Алеша слушал внимательно. Наконец математический разбор песни был завершен и, помолчав немного, Матвеев заговорил о неприятностях, ожидающих человечество, если оно не решит проблемы Аиральди.
- Солнце взорвется через 10084 года, - объяснял он. - Чтобы переместить Землю к другой звезде достаточно быстро (по собственному времени Земли), надо уничтожить около пяти миллионов звезд, истратив заключенную в них энергию на перемещение Земли. При этом нельзя посягать на звезды, имеющие планеты, так как там могут быть обитатели. Пять миллионов беспланетных звезд находится в шаре радиусом примерно в пять тысяч световых лет. В этих звездах надо будет возбудить процессы, позволяющие использовать их энергию для перемещения Земли. Если бы уже сегодня послали сигналы, возбуждающие в звездах нужные процессы, то лишь не раньше чем через десять тысяч лет можно было бы двинуться в путь к другой звезде. Однако сегодня еще никто не знает, каковы геометрические свойства пространства на больших расстояниях от солнца. В частности, неизвестно, сколько там черных дыр. Между тем знать это необходимо, чтобы суметь правильно определить направление сигналов. Чтобы это узнать, надо решить проблему Аиральди, причем решить ее надо в ближайшие годы, иначе потом будет уже поздно.

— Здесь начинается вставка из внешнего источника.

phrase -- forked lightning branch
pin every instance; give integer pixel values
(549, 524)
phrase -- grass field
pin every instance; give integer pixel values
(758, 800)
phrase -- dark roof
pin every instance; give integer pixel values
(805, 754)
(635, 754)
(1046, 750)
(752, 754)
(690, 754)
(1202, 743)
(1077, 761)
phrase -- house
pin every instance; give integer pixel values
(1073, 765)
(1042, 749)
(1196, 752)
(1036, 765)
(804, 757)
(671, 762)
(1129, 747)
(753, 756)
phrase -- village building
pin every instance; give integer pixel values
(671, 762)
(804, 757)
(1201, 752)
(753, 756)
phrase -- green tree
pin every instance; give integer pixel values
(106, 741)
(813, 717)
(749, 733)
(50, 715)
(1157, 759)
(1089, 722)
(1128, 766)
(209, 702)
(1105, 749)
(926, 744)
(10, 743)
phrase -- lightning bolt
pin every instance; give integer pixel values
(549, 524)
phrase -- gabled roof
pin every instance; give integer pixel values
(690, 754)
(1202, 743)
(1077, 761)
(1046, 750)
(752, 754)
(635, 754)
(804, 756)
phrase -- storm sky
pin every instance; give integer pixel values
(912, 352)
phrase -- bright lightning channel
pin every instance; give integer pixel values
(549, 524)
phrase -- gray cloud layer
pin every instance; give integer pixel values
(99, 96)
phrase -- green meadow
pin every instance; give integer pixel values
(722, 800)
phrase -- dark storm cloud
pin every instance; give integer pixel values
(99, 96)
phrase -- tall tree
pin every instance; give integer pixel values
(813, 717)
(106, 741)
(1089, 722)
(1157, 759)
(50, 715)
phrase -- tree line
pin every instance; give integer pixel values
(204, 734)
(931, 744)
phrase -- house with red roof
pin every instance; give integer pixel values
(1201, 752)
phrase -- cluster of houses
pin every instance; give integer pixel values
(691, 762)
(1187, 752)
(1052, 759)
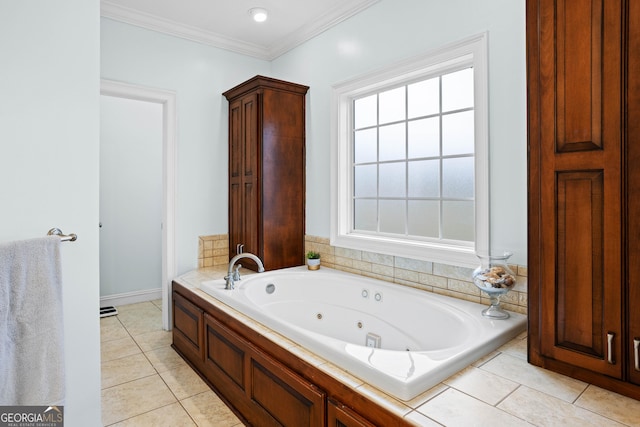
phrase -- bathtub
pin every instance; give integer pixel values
(398, 339)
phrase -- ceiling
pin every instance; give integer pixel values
(227, 24)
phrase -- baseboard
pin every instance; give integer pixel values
(131, 297)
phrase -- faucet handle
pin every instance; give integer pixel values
(236, 273)
(229, 279)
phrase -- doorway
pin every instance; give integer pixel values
(166, 100)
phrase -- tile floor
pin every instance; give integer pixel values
(145, 383)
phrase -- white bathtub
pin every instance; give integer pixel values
(424, 338)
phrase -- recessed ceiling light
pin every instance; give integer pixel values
(259, 14)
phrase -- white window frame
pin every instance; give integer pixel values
(471, 51)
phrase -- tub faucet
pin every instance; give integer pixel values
(232, 276)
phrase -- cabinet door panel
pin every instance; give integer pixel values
(187, 327)
(284, 395)
(633, 188)
(579, 182)
(224, 353)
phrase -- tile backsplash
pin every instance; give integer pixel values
(213, 250)
(429, 276)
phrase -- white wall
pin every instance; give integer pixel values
(198, 74)
(49, 123)
(393, 30)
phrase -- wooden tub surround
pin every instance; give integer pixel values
(264, 383)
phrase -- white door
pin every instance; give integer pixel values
(131, 198)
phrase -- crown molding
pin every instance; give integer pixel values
(302, 34)
(167, 26)
(321, 24)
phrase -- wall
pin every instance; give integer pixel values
(130, 197)
(49, 133)
(198, 74)
(393, 30)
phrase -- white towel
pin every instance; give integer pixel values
(31, 326)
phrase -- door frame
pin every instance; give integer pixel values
(169, 160)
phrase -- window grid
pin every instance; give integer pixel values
(441, 157)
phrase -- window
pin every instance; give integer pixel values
(410, 158)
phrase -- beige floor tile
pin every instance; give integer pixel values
(116, 349)
(112, 329)
(515, 347)
(152, 340)
(172, 415)
(544, 410)
(164, 359)
(125, 369)
(427, 395)
(134, 398)
(420, 419)
(209, 411)
(453, 408)
(620, 408)
(485, 359)
(184, 382)
(518, 370)
(482, 385)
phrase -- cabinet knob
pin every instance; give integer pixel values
(610, 337)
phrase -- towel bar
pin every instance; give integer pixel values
(63, 237)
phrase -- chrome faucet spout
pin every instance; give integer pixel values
(231, 277)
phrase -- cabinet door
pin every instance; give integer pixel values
(244, 139)
(284, 395)
(187, 328)
(340, 416)
(575, 69)
(633, 189)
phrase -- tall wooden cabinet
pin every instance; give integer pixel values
(583, 74)
(267, 171)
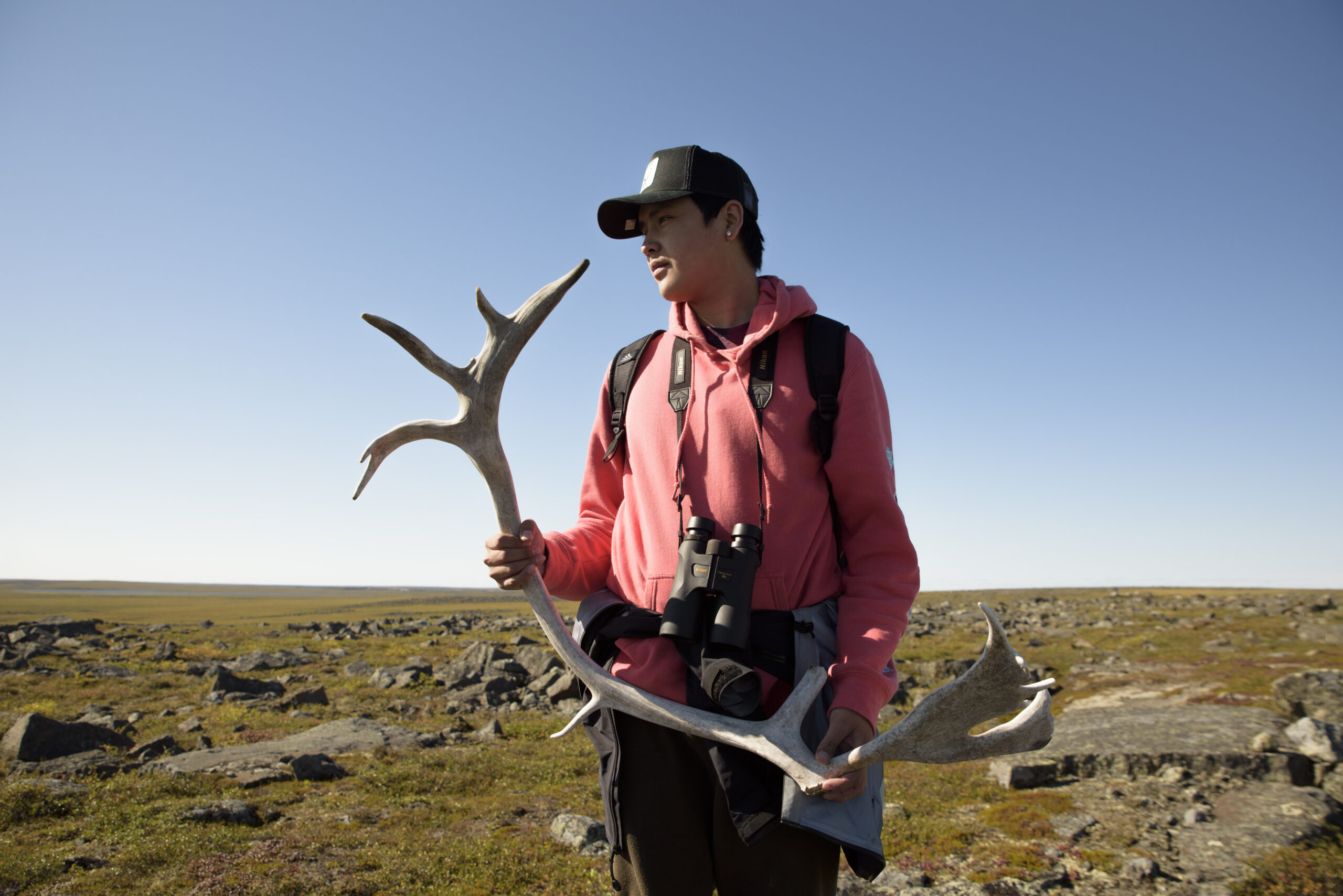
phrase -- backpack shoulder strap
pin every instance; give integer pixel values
(621, 380)
(824, 340)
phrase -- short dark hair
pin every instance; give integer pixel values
(751, 238)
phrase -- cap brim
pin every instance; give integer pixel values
(620, 218)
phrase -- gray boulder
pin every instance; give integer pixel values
(579, 832)
(90, 762)
(1072, 825)
(536, 660)
(1138, 868)
(564, 688)
(1253, 821)
(471, 664)
(1020, 773)
(399, 676)
(227, 683)
(332, 739)
(1143, 738)
(35, 738)
(1314, 692)
(233, 812)
(310, 696)
(104, 671)
(358, 669)
(316, 766)
(264, 660)
(1320, 741)
(160, 746)
(1320, 633)
(491, 731)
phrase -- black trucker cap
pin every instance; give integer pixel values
(670, 175)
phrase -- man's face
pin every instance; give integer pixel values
(684, 253)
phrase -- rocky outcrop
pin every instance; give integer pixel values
(1314, 692)
(34, 738)
(1252, 821)
(233, 812)
(229, 686)
(331, 739)
(1142, 738)
(90, 762)
(582, 833)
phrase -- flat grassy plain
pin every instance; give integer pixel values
(156, 602)
(474, 818)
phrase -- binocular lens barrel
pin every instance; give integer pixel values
(681, 614)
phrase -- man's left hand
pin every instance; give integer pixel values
(848, 730)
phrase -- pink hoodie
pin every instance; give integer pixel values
(626, 534)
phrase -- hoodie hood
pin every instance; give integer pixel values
(778, 307)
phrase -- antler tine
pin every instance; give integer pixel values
(508, 335)
(938, 730)
(453, 375)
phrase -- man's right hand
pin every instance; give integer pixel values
(514, 559)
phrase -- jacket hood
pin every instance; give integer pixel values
(778, 307)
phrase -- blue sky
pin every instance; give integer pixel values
(1096, 250)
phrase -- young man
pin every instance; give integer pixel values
(688, 816)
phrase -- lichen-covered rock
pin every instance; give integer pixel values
(35, 738)
(90, 762)
(1320, 741)
(358, 669)
(160, 746)
(578, 832)
(1253, 821)
(227, 683)
(1314, 692)
(316, 767)
(233, 812)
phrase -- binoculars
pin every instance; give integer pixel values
(713, 577)
(708, 613)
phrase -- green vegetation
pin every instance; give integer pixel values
(1306, 870)
(474, 820)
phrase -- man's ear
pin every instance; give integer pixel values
(731, 219)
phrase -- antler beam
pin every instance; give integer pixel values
(936, 731)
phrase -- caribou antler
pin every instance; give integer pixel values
(938, 730)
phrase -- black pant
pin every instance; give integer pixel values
(680, 840)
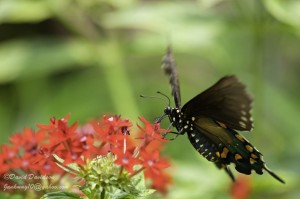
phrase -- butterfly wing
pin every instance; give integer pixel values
(226, 101)
(224, 146)
(168, 65)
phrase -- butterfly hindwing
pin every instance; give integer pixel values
(224, 146)
(226, 101)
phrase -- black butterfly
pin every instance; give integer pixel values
(210, 120)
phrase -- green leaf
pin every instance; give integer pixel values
(61, 195)
(69, 168)
(23, 11)
(284, 10)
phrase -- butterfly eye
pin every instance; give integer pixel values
(168, 110)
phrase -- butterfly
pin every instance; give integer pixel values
(211, 120)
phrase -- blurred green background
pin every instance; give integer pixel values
(91, 57)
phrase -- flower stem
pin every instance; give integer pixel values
(136, 172)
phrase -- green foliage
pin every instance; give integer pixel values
(90, 57)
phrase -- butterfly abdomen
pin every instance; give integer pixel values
(203, 145)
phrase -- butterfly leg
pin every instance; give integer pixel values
(181, 132)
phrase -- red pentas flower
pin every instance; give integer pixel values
(36, 151)
(153, 162)
(125, 159)
(151, 132)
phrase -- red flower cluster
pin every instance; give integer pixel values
(32, 151)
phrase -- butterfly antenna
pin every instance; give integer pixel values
(156, 97)
(169, 101)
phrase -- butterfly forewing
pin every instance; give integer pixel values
(210, 120)
(226, 101)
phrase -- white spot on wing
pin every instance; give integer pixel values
(242, 124)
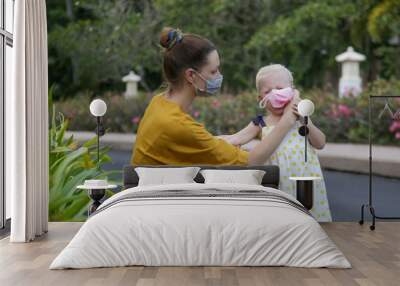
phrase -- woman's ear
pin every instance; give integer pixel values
(189, 76)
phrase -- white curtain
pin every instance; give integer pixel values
(27, 124)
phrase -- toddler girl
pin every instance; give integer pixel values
(275, 90)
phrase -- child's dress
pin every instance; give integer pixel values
(289, 156)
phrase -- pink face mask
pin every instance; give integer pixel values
(278, 97)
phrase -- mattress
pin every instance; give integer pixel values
(201, 225)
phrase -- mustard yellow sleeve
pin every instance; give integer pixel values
(195, 145)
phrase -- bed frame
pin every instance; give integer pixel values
(270, 179)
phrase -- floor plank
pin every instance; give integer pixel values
(374, 255)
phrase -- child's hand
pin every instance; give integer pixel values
(228, 138)
(291, 109)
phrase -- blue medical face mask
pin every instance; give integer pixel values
(212, 85)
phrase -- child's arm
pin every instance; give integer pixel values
(243, 136)
(316, 137)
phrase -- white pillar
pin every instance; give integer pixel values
(350, 81)
(131, 81)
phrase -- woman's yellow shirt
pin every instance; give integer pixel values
(169, 136)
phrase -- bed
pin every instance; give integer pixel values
(198, 224)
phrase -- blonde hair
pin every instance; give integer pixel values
(273, 69)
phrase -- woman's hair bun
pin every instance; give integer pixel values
(169, 37)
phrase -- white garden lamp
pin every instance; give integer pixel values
(350, 81)
(131, 81)
(98, 108)
(305, 109)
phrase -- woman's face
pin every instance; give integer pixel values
(208, 71)
(273, 82)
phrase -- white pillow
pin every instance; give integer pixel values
(248, 177)
(163, 176)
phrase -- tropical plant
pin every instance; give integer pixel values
(69, 166)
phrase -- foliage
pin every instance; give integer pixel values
(341, 119)
(69, 166)
(96, 42)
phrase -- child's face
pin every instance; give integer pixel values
(273, 82)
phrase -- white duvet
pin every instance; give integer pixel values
(185, 231)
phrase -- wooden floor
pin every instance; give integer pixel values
(374, 255)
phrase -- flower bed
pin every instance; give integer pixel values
(342, 120)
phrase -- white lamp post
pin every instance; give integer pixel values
(350, 81)
(305, 109)
(131, 81)
(98, 108)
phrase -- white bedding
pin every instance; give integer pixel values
(200, 231)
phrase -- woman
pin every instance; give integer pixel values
(168, 135)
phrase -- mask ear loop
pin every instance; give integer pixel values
(263, 101)
(200, 89)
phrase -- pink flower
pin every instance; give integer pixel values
(394, 126)
(344, 110)
(216, 104)
(136, 119)
(334, 112)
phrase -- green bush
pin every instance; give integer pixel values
(341, 119)
(69, 166)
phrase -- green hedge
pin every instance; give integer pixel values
(342, 120)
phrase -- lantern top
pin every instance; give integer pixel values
(350, 56)
(131, 77)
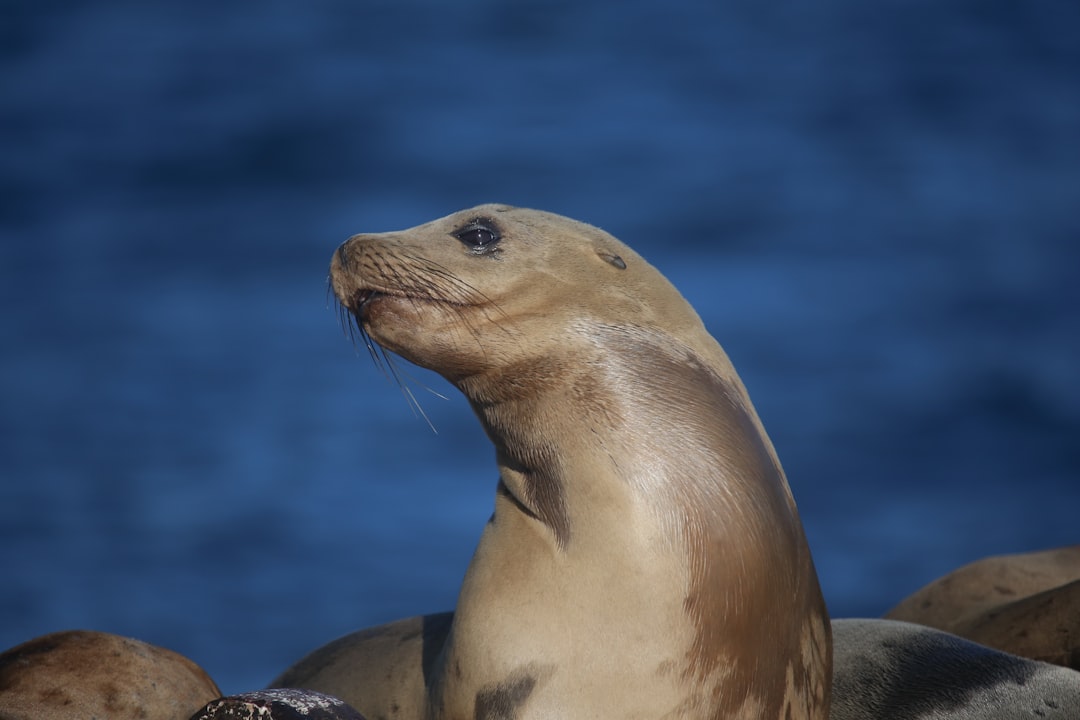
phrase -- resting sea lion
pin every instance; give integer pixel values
(645, 557)
(1026, 603)
(80, 674)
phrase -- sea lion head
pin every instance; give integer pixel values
(496, 286)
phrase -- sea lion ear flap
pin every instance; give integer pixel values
(612, 259)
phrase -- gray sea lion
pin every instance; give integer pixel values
(80, 674)
(1026, 603)
(645, 557)
(278, 704)
(892, 670)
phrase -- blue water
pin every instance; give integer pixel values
(875, 207)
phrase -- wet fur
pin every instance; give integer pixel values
(632, 464)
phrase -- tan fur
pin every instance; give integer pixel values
(1025, 603)
(78, 674)
(645, 558)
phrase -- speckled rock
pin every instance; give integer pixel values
(278, 704)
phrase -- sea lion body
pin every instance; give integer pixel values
(888, 669)
(1025, 603)
(81, 674)
(645, 557)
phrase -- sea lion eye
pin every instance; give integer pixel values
(480, 235)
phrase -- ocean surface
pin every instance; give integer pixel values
(874, 206)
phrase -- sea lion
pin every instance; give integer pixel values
(645, 557)
(80, 674)
(1026, 603)
(892, 670)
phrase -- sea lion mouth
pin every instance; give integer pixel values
(362, 298)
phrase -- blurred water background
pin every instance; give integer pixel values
(874, 206)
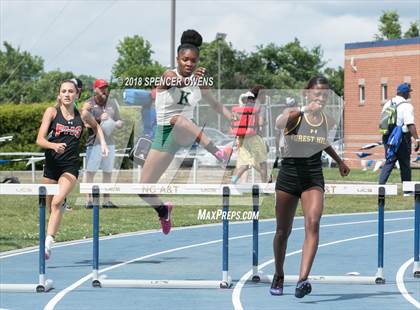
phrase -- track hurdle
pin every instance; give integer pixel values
(159, 189)
(42, 190)
(415, 188)
(338, 189)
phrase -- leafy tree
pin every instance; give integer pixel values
(389, 26)
(18, 70)
(135, 60)
(413, 30)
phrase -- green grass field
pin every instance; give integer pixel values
(19, 215)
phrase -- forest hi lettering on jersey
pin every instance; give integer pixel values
(183, 100)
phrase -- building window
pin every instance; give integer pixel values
(362, 93)
(384, 92)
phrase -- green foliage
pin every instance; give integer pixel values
(18, 70)
(413, 30)
(389, 26)
(280, 67)
(135, 59)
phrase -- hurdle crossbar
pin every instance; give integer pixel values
(217, 189)
(414, 187)
(103, 281)
(42, 190)
(338, 189)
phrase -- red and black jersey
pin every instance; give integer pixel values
(68, 132)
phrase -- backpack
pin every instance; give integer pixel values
(140, 151)
(388, 119)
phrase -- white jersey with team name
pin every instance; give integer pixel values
(176, 101)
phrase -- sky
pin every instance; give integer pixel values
(82, 36)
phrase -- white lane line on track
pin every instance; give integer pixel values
(236, 294)
(139, 233)
(60, 295)
(401, 286)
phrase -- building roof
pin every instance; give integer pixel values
(371, 44)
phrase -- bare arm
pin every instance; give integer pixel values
(217, 106)
(277, 141)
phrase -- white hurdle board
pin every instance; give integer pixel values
(27, 189)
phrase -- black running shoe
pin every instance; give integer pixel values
(303, 288)
(276, 288)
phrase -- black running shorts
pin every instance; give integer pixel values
(295, 179)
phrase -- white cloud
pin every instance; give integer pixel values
(82, 37)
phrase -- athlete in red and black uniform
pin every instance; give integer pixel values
(59, 134)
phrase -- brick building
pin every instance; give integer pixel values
(372, 72)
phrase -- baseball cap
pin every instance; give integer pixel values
(78, 82)
(404, 88)
(99, 83)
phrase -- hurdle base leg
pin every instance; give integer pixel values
(256, 274)
(380, 278)
(416, 270)
(95, 278)
(164, 284)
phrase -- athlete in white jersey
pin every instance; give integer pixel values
(176, 98)
(176, 101)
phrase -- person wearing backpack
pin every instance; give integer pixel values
(397, 137)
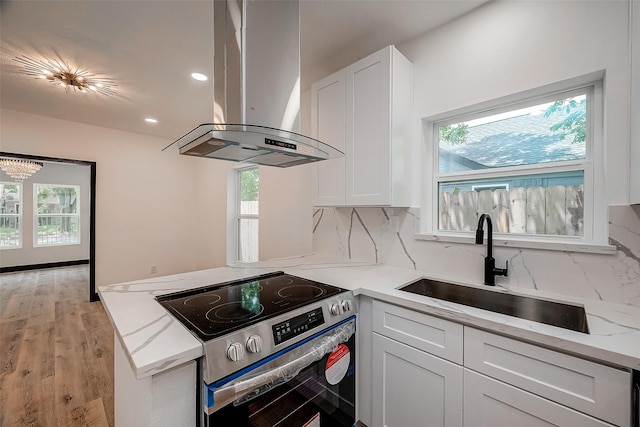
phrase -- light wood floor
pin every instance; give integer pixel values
(56, 351)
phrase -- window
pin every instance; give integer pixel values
(10, 215)
(248, 196)
(57, 215)
(530, 163)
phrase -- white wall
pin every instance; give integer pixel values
(160, 208)
(51, 173)
(499, 49)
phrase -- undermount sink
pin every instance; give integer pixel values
(554, 313)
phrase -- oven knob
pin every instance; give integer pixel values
(235, 352)
(336, 309)
(254, 344)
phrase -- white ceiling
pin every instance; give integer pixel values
(150, 48)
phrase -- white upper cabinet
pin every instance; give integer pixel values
(328, 118)
(376, 101)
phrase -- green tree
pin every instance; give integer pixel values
(454, 134)
(249, 185)
(575, 121)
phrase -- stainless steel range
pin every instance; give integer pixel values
(278, 350)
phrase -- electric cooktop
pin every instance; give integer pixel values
(215, 310)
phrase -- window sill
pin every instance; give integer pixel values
(499, 241)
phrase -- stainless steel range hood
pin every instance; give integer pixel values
(256, 89)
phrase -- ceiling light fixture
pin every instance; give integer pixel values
(199, 76)
(20, 169)
(63, 75)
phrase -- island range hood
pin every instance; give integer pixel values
(256, 89)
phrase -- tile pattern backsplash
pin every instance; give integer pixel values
(386, 236)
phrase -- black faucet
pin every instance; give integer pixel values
(490, 270)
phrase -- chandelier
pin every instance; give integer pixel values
(62, 74)
(20, 169)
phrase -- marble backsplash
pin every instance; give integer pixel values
(386, 236)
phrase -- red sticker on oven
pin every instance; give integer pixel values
(337, 364)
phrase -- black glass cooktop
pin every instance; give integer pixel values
(212, 311)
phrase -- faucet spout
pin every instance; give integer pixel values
(490, 270)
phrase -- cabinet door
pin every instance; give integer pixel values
(588, 387)
(368, 85)
(328, 125)
(414, 388)
(491, 403)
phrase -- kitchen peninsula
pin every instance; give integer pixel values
(154, 360)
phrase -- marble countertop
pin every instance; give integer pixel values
(155, 341)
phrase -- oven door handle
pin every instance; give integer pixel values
(249, 388)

Матвеев обмакнул перо в чернильницу с вечными чернилами, нарисовал на бумаге многогранник, рассеченный плоскостями, и стал объяснять сущность проблемы Аиральди. Через час он окончил объяснения и откланялся.
Выйдя на улицу, Матвеев остановил бредшую мимо коляску, уселся в нее вместе со своим спрутом, взял вожжи в руки и погнал лошадей на Приморский бульвар.
Проезжая мимо танцевального зала, Матвеев вспомнил один эпизод, случившийся на последнем балу. Танцевали игровой танец в сто двадцать пар. Дирижировал балетмейстер Волгин.
В числе замысловатых фигур устроили тройки. В первую тройку запряглись три красавицы: Донаурова, Щавинская и Петрова.
Волгин взял шелковые ленты в руки, оглянул следовавшие за ним остальные тройки и хотел уже скомандовать "марш", но в это время кто-то закричал "остановитесь!". И когда все остановились, кричавший, указывая жестом на великолепную тройку Волгина, пригласил публику полюбоваться ее красотой.
Все взоры обратились на трех красавиц. Они же, гордые сознанием собственной красоты, но смущенные, ринулись вперед, увлекая Волгина, и зал под звуки музыки загремел аплодисментами...
На Приморском бульваре Матвеев остановился возле гастрономического погреба. Оттуда тянуло душистым воздухом, пахнущим финиками, орехами, апельсинами и ни с чем по вкусности не сравнимым оленьим сливочным маслом. Около погреба хлопотало с десяток спрутов, складывающих ящики с апельсинами.